GUEST POST: Mary’s Between A Rock And A Hard Place On Obamacare

by Emily Cornell, Executive Director, Keep Louisiana Working

In case you missed it last week, 93,000 individuals, so far, in Louisiana were notified they would be losing their healthcare coverage thanks to Obamacare, and Senator Mary Landrieu.  This heinous number doesn’t even include those who are guaranteed to lose their coverage provided by their employer.  Those numbers are still being calculated by the Obama Administration, and will be released in 2014. Senator Landrieu quickly made attempts to distance herself from the damage that Obamacare is inflicting and reports that the Administration knew millions of Americans would lose their healthcare coverage once the law was implemented.

All the while defending her support of the law, Landrieu jumped to cosponsor a bill requiring insurers to continue providing coverage to individuals currently participating in the individual market. Despite her efforts, Charles Krauthammer still labeled Landrieu “loser of the week”, for her inability to secure a vote on the legislation.

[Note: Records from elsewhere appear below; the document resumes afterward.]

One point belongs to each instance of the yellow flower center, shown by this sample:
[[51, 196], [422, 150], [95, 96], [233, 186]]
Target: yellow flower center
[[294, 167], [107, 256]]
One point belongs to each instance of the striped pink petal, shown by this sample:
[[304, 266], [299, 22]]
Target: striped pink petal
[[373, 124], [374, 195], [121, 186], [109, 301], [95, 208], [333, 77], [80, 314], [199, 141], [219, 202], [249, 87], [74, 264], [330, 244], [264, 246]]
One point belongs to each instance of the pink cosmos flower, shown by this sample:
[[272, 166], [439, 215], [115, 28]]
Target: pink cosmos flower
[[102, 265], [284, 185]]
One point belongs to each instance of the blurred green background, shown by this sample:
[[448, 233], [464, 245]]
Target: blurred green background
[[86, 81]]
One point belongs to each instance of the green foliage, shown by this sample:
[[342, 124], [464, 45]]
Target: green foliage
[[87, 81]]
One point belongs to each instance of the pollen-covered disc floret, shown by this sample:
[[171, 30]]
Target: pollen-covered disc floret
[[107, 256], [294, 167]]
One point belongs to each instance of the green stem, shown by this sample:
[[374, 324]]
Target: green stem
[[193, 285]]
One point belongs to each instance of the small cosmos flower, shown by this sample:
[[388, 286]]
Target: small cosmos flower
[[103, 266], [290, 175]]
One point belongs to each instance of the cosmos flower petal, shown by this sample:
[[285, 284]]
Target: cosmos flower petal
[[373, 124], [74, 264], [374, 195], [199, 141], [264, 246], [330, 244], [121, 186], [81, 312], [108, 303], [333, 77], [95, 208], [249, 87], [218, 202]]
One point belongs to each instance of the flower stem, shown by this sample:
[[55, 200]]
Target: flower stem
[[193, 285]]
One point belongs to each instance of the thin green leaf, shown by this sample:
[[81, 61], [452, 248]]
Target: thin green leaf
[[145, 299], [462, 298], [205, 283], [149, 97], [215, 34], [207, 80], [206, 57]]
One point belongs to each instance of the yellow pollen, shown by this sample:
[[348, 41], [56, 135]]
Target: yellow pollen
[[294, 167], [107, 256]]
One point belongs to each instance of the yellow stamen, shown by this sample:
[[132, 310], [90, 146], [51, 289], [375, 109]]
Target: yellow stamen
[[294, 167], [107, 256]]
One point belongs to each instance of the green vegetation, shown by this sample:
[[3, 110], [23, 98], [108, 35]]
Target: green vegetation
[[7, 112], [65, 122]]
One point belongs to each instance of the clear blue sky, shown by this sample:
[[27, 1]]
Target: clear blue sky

According to a report on November 19th by the Center of Budget and Policy Priorities, Landrieu’s bill “would likely cause substantially higher marketplace premiums” as a result of the requirement imposed on insurers. The requirement mandates insurers continue providing to individuals enrolled as of December 31, 2013, “on a permanent basis,” not just a single calendar year, even if their current plans do not meet the Obamacare minimums.  This would therefore create a separate group of individuals, not be included in these grandfathered plans, who would be required to comply with the Obamcare requirements “creating two markets with disparate rules.”  This second group would be those purchasing their coverage on the Obamacare marketplaces, and is expected to be more costly to insure therefore victims of much higher marketplace premiums.

The requirement proposed in Sen. Landrieu’s bill is “unworkable” according to the report. In a separate piece, the Center for Economic and Policy Research went so far as to say Landrieu’s bill was a “government takeover of the insurance industry.”  They even accused Landrieu of “just introducing [the bill] for political purposes.”

Landrieu is clearly attempting to rewrite her history of supporting Obamacare, but her alternative is by no means the fix Obamacare needs.  The Senator is quickly finding herself between the rock that is the “bungled” Obamacare and the hard place that is her own “highly problematic” “government takeover.”